Tatsächlich ist es so, daß die Sonne während der letzten 2 000 Jahre zur Frühjahrs-Tagundnachtgleiche vor dem Hintergrund des Sternbildes Fische aufgegangen ist und nun allmählich vor dem Sternbild Wassermann aufgeht; dies kündigt den Beginn eines neuen astrologischen Zeitalters an, und darauf bezieht sich jenes „Heraufdämmern des Wassermannzeitalters“ im Musical Hair aus den 1960er Jahren. In weiteren 2000 Jahren, wenn die Sonne vor dem Sternbild Steinbock aufgeht, werden wir in das neue „Steinbockzeitalter“ gelangen, wobei das irgendwie nicht so schön klingt. Auch die astrologischen Zeitalter haben ihre jeweils eigene Bedeutung, die sich allerdings in einem ganz anderen Maßstab abspielt. Die westliche Astrologie verwendet den tropischen Tierkreis als Hauptbezugsrahmen, und die östliche, indische oder vedische Astrologie den siderischen. Die Differenz zwischen den beiden Tierkreisen beträgt derzeit etwa 26°.

Teilnehmerin:  Heißt das, meine Sonne steht in der siderischen Astrologie im vorangehenden Zeichen?

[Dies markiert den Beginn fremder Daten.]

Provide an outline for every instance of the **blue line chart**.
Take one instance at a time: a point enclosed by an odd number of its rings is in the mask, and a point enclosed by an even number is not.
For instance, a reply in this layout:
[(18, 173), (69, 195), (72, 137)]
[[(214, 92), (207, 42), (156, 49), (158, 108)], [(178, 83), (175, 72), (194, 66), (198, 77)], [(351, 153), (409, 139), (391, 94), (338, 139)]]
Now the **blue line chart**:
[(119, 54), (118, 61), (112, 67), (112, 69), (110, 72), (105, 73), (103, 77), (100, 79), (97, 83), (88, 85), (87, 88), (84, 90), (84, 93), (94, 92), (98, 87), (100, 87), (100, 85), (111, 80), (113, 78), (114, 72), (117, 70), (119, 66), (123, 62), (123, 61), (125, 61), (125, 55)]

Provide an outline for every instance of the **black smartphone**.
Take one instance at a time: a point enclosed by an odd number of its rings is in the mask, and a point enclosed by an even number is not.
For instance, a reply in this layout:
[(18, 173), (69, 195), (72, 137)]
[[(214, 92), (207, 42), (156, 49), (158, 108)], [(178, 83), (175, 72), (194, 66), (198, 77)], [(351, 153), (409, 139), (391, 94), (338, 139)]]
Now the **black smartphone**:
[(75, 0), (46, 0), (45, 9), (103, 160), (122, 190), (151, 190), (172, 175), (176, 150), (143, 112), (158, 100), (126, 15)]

Clare:  Wenn sich Ihre Sonne zwischen 0° und 25° eines Zeichens befindet, ja. Doch ich glaube, anstatt uns davon beirren zu lassen sollten wir lieber anerkennen, daß jede Kultur ihre eigene Himmelskunde und ihre eigene Astrologie besitzt, die Ausdruck ihrer eigenen Geschichte, Mythologie, Religion und Philosophie ist. Verallgemeinernd können wir sagen, daß der westliche tropische Tierkreis sonnenbezogen ist, weil wir einen Sonnenkalender führen. Darin spiegelt sich die Betonung von Selbstgenügsamkeit, Selbstausdruck und individueller Entwicklung innerhalb der westlichen Kulturen wider. Dagegen gehört der östliche siderische Tierkreis zu Kulturen, in denen der Mond die Grundlage des Kalenders und jährlich wiederkehrender Feste ist. Die östliche Astrologie konzentriert sich weniger auf die Entwicklung des Individuums; die Betonung liegt hier mehr auf Gemeinschaft und Familie, und es gibt eine Tendenz zu einer stärker schicksalbetonten Auffassungsweise als dies in der westlichen psychologischen Astrologie der Fall ist. Wenn Sie sich jemals in Indien ein Horoskop haben machen lassen, haben Sie das bestimmt schon erlebt – es ist eine sehr stark schicksalhafte Astrologie.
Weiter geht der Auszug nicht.